03
de outubro de 2013 | N° 17572
L.F.
VERISSIMO
Os de
26/9
A
gente tem um certo carinho pelo próprio aniversário. Afinal, é a data do nosso
começo. Mesmo que não interesse a mais ninguém, nos interessa profundamente.
Mesmo que não signifique nada, pra nós significa muito, pombas. Sou de 26 de
setembro, e andei pesquisando para saber quem fomos e quem somos, os de 26/9, e
o que mais aconteceu de importante nesse dia.
Descobri
que T.S. Eliot, Martin Heidegger, o papa Paulo VI, George Gershwin e Gal Costa
nasceram na mesma data, que também é o dia da independência da Nova Zelândia –
o que nos leva a imaginar como seria, ignorando-se a disparidade cronológica,
uma reunião desta turma.
Que
bem poderia acabar com o papa dançando com a Gal uma composição do Gershwin ao
piano enquanto Eliot e Heidegger trocam ideias sobre a decadência do Ocidente.

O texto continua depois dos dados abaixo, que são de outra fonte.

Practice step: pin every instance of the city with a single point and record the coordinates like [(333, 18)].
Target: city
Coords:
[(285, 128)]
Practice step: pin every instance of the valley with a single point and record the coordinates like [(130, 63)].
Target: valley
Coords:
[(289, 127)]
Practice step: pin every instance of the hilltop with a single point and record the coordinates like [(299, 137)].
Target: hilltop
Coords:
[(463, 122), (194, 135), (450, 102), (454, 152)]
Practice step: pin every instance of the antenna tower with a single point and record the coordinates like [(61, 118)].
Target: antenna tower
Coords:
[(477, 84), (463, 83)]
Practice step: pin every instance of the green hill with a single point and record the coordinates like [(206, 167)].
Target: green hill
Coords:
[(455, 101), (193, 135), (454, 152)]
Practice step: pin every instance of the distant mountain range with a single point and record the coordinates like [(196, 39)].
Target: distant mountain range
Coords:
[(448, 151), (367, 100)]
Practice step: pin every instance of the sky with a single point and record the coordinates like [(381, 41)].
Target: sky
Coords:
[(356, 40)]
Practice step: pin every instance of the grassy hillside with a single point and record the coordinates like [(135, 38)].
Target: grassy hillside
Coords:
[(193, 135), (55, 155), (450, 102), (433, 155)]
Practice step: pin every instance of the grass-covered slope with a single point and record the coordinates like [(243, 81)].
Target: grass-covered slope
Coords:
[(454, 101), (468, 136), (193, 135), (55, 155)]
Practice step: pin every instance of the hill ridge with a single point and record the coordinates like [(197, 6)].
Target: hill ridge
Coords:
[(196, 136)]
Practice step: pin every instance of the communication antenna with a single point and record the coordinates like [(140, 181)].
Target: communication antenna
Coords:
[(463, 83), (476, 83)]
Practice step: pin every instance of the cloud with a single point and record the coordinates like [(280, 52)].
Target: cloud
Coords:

Mas também descobri que em 26 de setembro morreu o Walter Benjamin.
Benjamin
demorou para fugir da França ocupada pelos nazistas. Foi internado pelos
alemães, finalmente conseguiu um visto dos americanos e rumou para a fronteira
com a Espanha.
Sua
passagem pela fronteira seria tranquila, mas, por uma pequena questão
burocrática, foi adiada para o dia seguinte e o grupo de Benjamin teve que
dormir na pequena cidade de Portbou, ao pé dos Pirineus. Naquela noite, 26 de
setembro de 1940, Benjamin se matou com uma overdose de morfina.
Nunca
ficou claro por que Benjamin demorou tanto para tentar escapar e por que se
suicidou. Ele tinha escrito que viera ao mundo “sob o signo de Saturno, o astro
com a rotação mais lenta, o planeta dos desvios e dos atrasos”. Susan Sontag,
num ensaio sobre Benjamin (intitulado “Sob o signo de Saturno”), escreveu que
ele era dominado pela melancolia e que tinha o pendor da personalidade
saturnina pela solidão.
Mas
a sua era uma solidão ativa e desafiadora, que tanto lhe permitia ser um
observador cosmopolita, um “flaneur” como Baudelaire, outro melancólico em
movimento e um dos seus heróis intelectuais, como rejeitar algumas das
ortodoxias marxistas dos seus pares na escola de Frankfurt. Pode-se especular
que, frustrado pelo adiamento na fronteira, enojado pelas indignidades
acumuladas que sofrera e doente, Benjamin tenha apenas se negado mais vida e
optado por outro tipo de fuga.
Segundo
Sontag, ele se considerava um tipo em extinção. Achava que tudo que ainda havia
de valor no mundo era o último exemplar, como o surrealismo, que era a última
expressão, apropriadamente niilista, da inteligência europeia. Deixou
incompleta a sua maior obra, sobre as “arcades”, as galerias de Paris, que
chamava de a capital do século 19.
A
capital de um mundo que – talvez tenha pensado, antes da morfina – terminava
ali. Em vez de outro refugiado na América, preferiu ser também o último
exemplar da sua espécie. O ponto final de uma certa Europa.
Roberto
Calasso conta, no seu livro Os Quarenta e Nove Degraus, que Hannah Arendt
procurou em vão pela sepultura de Benjamin no cemitério de Portbou, que
descreveu como um dos mais belos que já conhecera. Hoje a sepultura existe. O
interesse de turistas era tão grande, que o cemitério providenciou uma com o
nome dele. O lugar é bonito, diz Calasso, mas “a sepultura é apócrifa”. Ninguém
sabe onde Benjamin está passando o seu exílio definitivo.